Prove: If a group $G$, of order 36 has a subgroup of order 18 ,$H$, then $G$ either has a normal subgroup of order 9, or a normal subgroup of order 4.
This came about while reading the same article asked about in Group of order 36 stackexchange. What I just repeated is the first line in the proof.
$H$ must have a subgroup of order 9$,K$ characteristic in H. If #$Syl_3(G)$=4 is possible, then $H$ is not characteristic in $G$. Thus I can't really see how an argument that uses transitivity of characteristic subgroups would work without working out the structures of order 18.
There is probably a simple way that is a one liner because it was the first step in the proof and the person moves on without comment. Can I have a hint as to what the short way might be?
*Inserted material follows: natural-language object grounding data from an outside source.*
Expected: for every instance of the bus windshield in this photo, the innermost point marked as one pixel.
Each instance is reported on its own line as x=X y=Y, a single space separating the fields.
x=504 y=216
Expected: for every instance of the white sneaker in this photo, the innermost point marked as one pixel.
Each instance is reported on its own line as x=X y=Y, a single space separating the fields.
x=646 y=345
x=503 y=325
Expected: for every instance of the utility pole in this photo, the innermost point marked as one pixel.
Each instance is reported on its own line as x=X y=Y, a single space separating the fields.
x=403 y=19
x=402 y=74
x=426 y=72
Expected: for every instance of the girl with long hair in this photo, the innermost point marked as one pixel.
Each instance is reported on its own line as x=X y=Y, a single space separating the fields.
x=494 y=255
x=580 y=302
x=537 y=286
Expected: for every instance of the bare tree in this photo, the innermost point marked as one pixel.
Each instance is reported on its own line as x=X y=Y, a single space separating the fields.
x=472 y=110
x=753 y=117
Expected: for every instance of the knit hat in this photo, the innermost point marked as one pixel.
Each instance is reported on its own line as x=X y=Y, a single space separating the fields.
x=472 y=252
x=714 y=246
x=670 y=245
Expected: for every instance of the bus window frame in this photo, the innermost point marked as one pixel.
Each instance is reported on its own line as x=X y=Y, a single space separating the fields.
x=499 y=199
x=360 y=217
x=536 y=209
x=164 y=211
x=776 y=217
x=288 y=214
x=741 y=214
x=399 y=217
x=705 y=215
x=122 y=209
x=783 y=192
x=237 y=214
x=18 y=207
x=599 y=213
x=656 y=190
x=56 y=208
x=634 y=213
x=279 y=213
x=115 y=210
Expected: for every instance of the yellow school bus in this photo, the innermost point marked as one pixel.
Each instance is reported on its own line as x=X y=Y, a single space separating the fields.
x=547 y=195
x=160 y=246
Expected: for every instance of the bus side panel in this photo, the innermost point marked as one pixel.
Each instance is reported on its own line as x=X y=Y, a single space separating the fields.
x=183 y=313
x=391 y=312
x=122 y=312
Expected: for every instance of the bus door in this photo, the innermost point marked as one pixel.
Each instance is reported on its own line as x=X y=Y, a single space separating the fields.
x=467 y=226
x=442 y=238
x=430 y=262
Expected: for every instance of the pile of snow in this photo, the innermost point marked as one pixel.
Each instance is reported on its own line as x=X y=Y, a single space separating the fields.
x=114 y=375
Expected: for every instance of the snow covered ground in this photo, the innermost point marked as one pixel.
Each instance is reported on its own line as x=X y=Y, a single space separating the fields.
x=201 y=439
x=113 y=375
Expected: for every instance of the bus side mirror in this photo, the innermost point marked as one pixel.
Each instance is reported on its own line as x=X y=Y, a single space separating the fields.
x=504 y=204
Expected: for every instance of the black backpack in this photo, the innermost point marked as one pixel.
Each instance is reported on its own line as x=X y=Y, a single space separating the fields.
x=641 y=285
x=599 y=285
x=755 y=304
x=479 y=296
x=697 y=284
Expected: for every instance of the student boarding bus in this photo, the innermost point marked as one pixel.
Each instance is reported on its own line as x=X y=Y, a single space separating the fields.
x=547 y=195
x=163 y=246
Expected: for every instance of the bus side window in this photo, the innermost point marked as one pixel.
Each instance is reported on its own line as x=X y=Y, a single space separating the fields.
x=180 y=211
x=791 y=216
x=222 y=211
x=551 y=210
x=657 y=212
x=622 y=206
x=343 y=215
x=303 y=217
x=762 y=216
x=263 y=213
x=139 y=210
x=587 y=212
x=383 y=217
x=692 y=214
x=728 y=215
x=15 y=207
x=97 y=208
Some other things I deduced that might go in the right direction: Suppose there isn't a normal subgroup of order 9 and thus #$Syl_3(G)$=4. Then let $\pi$ be the permutation representation of G in $S_4$ through conjugation. By assumption $Ker \pi \neq G$, and also $n=|ker \pi|\mid36$ and $36/n=|ran \pi|\mid|S_4|=24$,so $|ker \pi|=$ is one of $18,12,9,6,3$. Maybe there is some way I can use this to show that there are not 3 or 9 sylow-4 subgroups?